You will notice an assertion error raised if your tensorflow version is out of data(i.e., later than version 2.0.0), hence you will need to update tensorflow.

Now we will define a simple four-layer sequencial classification model with keras. The first layer flattens the imagine by scaling the input data without affecting the batch size. Then we implement a regular densely-connected Neural Network as the next layer. The dense function essentially implements output = activation(dot(input, kernel) + bias). For keras, we need to give it the dimensions of the output sequence, and the activation function(in our case we will use relu for the second layer in the sequence and later softmax in the fourth layer). The third layer is a Dropout layer that randomly sets some input units to 0 to prevent overfitting. The inputs unchanged are scaled up such that the sum over all inputs is unchanged. The frequency of this manipulation of inputs is set as the rate, to achieve the unchanged cumulative sum of the inputs, the unchanged inputs are scaled up by 1/(1 - rate). The fourth layer us another dense layer with a softmax activation function.

```
model = keras.models.Sequential([
keras.layers.Flatten(input_shape=(28, 28)),
keras.layers.Dense(32, activation='relu'),
keras.layers.Dropout(0.2),
keras.layers.Dense(10, activation='softmax')
])
# Configure the model for training
model.compile(optimizer='adam',loss='sparse_categorical_crossentropy',
metrics=['accuracy'])
```

Be sure to check the tensorflow website for the full documentation of these functions.

## Training the Model

Now, we are going to load and prepare our data, and use it to train our model.

```
# Load Training Data
(train_images, train_labels), _ = keras.datasets.fashion_mnist.load_data()
train_images = train_images / 255.0
# Define the Keras TensorBoard callback.
logdir="logs/fit/" + datetime.now().strftime("%Y%m%d-%H%M%S")
tensorboard_callback = keras.callbacks.TensorBoard(log_dir=logdir)
# Train the model.
model.fit(train_images, train_labels, batch_size=64, epochs=5,
callbacks=[tensorboard_callback])
```

This will take a little while depending on your data, and or the number of epochs set. Feel free to go make yourself a coffee or stretch!
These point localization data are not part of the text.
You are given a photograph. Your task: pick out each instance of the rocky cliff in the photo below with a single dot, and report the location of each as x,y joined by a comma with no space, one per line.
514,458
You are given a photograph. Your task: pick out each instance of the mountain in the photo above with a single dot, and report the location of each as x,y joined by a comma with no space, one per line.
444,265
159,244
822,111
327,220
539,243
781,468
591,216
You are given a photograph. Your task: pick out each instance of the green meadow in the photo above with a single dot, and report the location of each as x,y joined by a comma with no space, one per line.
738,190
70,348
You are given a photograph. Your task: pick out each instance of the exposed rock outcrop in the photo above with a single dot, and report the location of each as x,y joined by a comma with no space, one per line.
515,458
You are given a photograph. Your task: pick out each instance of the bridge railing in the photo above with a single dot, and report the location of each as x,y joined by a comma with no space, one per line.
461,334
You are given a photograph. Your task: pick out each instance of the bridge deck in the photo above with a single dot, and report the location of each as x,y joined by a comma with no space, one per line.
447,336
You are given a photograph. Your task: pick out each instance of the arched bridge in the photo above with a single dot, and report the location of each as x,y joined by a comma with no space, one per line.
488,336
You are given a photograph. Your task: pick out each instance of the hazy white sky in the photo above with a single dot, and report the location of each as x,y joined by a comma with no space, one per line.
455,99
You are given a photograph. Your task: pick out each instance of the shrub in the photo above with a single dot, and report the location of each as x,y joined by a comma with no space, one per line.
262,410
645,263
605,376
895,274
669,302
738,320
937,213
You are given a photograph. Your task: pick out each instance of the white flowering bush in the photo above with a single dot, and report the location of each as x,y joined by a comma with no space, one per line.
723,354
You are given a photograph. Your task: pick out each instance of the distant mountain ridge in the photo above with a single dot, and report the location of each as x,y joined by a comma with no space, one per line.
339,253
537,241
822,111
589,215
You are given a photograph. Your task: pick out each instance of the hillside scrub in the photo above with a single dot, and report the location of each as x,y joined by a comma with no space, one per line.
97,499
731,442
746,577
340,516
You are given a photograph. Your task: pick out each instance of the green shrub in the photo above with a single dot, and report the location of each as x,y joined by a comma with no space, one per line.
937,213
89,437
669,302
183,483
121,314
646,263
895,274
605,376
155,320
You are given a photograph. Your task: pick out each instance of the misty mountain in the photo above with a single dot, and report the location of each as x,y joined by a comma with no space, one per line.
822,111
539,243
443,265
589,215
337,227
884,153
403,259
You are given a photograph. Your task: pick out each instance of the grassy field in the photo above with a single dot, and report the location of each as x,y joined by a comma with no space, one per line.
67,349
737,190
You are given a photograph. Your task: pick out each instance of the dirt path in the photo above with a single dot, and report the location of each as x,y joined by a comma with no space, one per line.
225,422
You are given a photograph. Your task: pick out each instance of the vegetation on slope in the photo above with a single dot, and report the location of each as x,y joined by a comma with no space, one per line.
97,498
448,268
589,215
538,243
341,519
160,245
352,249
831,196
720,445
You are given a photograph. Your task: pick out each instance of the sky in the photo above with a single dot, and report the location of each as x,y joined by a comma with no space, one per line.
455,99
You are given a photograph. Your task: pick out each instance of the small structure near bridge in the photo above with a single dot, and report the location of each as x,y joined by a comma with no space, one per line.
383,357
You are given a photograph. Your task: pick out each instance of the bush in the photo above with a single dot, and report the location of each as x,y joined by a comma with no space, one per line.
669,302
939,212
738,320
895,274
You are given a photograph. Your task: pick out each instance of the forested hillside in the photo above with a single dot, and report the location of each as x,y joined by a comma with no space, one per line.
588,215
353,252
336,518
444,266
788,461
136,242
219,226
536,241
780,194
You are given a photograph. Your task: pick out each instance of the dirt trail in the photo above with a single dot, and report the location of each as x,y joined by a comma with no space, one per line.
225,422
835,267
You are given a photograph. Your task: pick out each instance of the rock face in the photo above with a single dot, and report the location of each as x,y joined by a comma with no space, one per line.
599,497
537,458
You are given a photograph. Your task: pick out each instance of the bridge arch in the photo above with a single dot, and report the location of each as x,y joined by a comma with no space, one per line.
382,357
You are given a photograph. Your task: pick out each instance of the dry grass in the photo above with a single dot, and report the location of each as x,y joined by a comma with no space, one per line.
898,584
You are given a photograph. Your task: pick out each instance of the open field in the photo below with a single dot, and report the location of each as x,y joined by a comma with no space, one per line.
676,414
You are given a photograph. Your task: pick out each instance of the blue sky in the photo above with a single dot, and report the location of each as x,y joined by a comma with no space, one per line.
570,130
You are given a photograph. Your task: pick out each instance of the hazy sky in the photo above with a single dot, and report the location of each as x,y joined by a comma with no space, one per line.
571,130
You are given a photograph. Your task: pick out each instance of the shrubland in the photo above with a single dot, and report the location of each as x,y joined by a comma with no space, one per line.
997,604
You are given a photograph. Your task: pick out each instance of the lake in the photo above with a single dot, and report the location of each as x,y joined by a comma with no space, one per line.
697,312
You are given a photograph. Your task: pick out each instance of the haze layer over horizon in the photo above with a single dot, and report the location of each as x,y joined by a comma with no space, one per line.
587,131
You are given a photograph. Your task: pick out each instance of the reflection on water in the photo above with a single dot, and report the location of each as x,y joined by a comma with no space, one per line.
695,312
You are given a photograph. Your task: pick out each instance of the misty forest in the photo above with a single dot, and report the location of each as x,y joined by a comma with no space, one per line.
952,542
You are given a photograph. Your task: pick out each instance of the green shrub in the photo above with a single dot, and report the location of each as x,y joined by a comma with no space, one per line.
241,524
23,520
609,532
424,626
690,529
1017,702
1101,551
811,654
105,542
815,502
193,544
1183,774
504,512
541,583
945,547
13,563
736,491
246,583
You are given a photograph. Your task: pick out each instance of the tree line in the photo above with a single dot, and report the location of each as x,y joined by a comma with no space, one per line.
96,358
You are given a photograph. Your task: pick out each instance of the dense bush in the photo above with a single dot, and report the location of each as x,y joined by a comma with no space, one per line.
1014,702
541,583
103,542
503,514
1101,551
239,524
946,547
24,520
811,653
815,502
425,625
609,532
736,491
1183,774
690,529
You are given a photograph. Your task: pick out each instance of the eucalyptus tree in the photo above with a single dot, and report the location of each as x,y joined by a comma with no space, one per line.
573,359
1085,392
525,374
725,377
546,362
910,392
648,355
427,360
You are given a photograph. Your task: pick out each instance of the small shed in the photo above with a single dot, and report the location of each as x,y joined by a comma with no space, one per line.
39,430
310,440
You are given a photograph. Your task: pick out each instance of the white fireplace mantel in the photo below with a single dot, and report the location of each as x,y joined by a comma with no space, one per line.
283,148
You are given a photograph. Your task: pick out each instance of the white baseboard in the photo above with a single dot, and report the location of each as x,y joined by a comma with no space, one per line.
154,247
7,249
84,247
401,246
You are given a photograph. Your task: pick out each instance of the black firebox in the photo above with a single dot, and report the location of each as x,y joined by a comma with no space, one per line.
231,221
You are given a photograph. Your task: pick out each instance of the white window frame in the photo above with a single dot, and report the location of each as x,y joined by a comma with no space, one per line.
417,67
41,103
## Visualizing the Model with TensorBoard

If you havent already, quickly install tensorbaord with a the command 'pip install tensorboard', or else we will get an error when we try to launch tensorboard. In your notebook, we will now launch tensorboard using the command `Python %tensorboard --logdir logs`

. At the top, navigate to the Graphs dashboard. This where the overall graph of the model will be.
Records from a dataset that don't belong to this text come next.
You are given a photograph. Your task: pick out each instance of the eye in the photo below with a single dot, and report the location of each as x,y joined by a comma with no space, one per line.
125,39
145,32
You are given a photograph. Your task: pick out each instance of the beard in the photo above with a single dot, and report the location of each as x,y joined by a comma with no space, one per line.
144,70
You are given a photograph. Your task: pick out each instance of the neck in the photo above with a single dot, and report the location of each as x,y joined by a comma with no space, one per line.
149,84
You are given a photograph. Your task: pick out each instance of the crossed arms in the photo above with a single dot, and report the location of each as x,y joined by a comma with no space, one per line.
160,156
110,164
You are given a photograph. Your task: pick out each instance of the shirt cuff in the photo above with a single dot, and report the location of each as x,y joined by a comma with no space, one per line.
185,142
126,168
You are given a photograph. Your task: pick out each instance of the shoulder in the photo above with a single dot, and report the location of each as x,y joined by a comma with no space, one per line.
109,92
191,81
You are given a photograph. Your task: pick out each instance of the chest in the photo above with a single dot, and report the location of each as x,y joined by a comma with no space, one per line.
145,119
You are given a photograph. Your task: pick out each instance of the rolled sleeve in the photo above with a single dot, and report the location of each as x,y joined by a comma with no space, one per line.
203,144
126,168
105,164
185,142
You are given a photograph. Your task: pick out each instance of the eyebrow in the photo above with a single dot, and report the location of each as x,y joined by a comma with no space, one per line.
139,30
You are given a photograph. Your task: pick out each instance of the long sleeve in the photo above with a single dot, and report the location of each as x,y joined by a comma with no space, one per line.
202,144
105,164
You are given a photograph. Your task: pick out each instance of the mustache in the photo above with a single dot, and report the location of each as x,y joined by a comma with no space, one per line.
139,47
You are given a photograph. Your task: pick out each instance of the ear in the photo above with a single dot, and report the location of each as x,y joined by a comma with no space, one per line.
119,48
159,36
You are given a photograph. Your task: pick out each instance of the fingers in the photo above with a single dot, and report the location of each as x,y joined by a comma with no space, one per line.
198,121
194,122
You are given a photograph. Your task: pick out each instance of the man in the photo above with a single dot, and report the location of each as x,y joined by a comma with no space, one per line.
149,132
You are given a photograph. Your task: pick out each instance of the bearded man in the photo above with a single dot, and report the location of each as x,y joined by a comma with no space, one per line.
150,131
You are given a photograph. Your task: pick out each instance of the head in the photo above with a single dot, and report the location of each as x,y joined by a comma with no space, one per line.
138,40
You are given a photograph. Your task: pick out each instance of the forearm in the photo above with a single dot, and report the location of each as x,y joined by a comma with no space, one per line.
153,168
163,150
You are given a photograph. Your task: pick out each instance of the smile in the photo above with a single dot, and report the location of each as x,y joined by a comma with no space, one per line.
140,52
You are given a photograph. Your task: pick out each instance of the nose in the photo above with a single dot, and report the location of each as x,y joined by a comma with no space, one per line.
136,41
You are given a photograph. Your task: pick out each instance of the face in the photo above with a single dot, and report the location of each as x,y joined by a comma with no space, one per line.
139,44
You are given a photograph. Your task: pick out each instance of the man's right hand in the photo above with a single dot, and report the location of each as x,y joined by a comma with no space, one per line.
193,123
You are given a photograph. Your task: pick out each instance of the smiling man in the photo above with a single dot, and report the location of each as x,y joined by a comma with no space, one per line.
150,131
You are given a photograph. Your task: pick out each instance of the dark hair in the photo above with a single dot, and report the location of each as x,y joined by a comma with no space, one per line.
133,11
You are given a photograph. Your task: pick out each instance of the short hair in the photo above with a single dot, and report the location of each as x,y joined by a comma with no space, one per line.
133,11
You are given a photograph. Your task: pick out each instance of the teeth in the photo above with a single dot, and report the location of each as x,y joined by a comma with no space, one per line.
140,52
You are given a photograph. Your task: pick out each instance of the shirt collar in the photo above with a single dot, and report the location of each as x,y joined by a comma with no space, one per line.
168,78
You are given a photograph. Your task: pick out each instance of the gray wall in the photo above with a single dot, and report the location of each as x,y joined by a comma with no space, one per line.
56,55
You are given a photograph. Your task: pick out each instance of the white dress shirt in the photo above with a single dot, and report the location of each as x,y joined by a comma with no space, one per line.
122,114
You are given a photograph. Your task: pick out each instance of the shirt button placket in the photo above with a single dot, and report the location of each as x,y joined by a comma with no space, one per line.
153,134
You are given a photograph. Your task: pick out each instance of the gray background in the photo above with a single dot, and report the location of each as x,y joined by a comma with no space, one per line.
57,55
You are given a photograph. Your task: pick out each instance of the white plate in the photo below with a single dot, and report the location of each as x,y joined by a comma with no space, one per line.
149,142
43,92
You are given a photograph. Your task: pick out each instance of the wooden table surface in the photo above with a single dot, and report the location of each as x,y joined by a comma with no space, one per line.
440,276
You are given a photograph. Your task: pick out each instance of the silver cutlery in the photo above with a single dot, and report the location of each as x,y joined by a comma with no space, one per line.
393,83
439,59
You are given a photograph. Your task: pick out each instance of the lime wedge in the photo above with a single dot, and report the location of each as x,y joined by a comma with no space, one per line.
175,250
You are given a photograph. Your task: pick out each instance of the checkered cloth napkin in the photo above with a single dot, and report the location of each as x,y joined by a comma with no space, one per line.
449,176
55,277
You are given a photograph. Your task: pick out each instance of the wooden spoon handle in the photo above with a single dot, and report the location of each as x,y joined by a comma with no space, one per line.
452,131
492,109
See below, the graph of our model.

You can see that this clearly maps out our keras model but note that, the flow of data is from bottom to top. You can scroll to zoom, drag to pan and to open nodes you can double click them as shown below.

By default, tensorboard opens the Op-Level graph when it loads. As you can see, the Op-Level graph shows the execution of the code, but sometimes we want to see the model itself. That can be seen through the conceptual graph. To see the conceptual graph, on the left of the screen select keras on the list of tag options. You should now be able to toggle conceptual under graph type and see "sequencial". Remember our keras model was a 4 node sequencial model. Double clickling this should confirm the nature of the design of our model. Remember to read from botton to top.

# Conclusion

In this article at OpenGenus, we have highlighted the need to visualize our models to produce more efficient code, to understand and visualize the execution of our models and to be able to tune and inspect tensors and other parameters during the course of the execution of out training model.

As a bonus, maybe without realizing, we have also explored the implementation of a keras sequencial model for classification. We defined the dense node, the flatten node and the drop out node.

We then used tensorboard to visualize our code and zoom into suspecious nodes for inspection. In the case where we want to isolate our model itself, we know how to toggle to the conceptual graph and do so.

I encourage exploring other visualizers like netron at `netron.app`

, to see which one seems more comfortable for you and your team.